Given my job, I spend a lot of time looking at brand social channels. And a lot of the time, what I find feels lazy. By this, I don’t mean poorly made – often the content is actually quite well designed. What I mean is creatively lazy, a bit like checking a tick box off a list. Too often we’re just seeing the same block and tackle basics given a slightly different skin. Customer service efforts, giveaways, tutorials – these are all fine and necessary to an extent (I mean, it didn’t become the block and tackle for nothing) but when this is the totality of brand activity, in aggregate it begins feeling a bit stale.
This may in part be due to brand managers and agency people realising that people don’t really want to be their friends. From epic trolling efforts to platforms reducing brand post reach to placate users, one clear message rings out – people just want to be left alone. This is accepted to the point that incentives are nearly always talked about in social promotions; the default assumption is we’re going to have to twist a few arms to get the message across. When it comes to regular programming, brands often resort primarily to functional programming (how to’s, for instance), the logic being that it’s actually wanted and thus the branding is less offensive.
Is any of that thinking wrong? No. But it sure is limiting and not representative of everything that brands produce. That’s because some people recognise that there are more opportunities. I think some marketers can’t fathom why a coffee company would invest in 20 random crazy GIFs, a pizza chain would make a 6-second video about wizards, or a telecom would build a haunted house. They look at it all and just say, “Uh, why?”

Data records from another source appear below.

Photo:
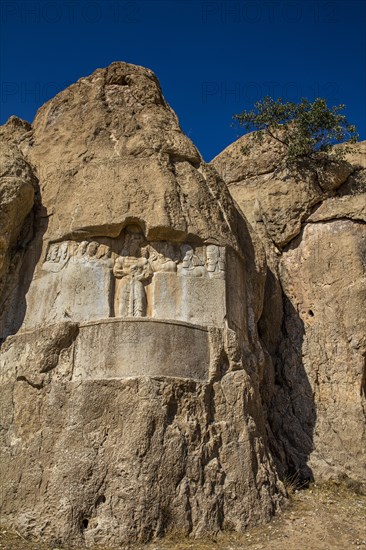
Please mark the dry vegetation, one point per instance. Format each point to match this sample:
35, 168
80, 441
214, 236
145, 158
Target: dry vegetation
327, 517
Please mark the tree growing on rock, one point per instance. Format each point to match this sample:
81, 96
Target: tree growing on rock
306, 129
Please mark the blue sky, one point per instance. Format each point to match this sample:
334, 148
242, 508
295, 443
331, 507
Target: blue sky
213, 58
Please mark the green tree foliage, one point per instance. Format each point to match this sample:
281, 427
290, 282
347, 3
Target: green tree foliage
306, 129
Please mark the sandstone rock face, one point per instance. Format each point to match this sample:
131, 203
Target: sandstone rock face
131, 364
17, 195
312, 224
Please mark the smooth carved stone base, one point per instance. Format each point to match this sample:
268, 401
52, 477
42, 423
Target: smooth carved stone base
196, 300
77, 292
120, 348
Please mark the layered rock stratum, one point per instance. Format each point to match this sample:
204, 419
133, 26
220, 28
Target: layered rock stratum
177, 338
311, 221
130, 361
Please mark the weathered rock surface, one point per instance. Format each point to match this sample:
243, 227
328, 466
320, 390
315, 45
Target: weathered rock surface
17, 195
131, 364
311, 223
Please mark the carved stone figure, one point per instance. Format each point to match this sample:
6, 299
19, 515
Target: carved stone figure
92, 249
133, 272
215, 261
159, 263
192, 265
82, 249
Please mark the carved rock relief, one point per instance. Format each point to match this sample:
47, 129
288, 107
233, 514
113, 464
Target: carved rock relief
86, 280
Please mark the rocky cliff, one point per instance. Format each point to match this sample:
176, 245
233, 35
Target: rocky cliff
130, 364
311, 220
177, 338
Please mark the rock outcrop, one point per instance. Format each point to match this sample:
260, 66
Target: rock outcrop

The simplest way to describe it is this: the logic is the same as producing functional content. It’s giving people what they want, but instead of satisfying a functional need, it skews fantastical.
As a brand, the goal of social media advertising should just be to engage in conversations with customers. The bigger win is fuelling and informing the conversations they have with one another when the brand’s not even in the room (so to speak). Creatives should be aspiring the create content for brands that’s good enough to draw eyeballs on its own, funny enough to be shared, insightful, poignant, bizarre. We should just be trying to make things that are great, independent of context.
In a way, this aim brings social media marketing back into the remit of traditional advertising – seeking to populate pop culture. But the critical difference is that, unlike a TV spot or press ad, creatives have to assume that people won’t have the content shoved in front of them. Hell, customers will be doing anything they can to avoid it. So how are you going to draw them in?
It’s a high bar, but definitely the standard agencies and brands should hold their content to. Do the basics brilliantly, but go beyond that. Send a dude free falling from space, prototype stoner food en masse, lead social commentary, make a breathtaking film. Compete not with other brands, but with cinematographers, comedians, artists and sign your work instead of live in the middle of it. As for ROI, what you get out of it, well, that bit’s actually pretty simple: fame, consideration, and either solidified or adjusted brand positioning. Just like you’d get with a TV ad, but potentially even more effective if the customer is pulled in.
It’s a challenging task, sure. But it’s one that many brands are already rising to. Can yours afford to be left behind?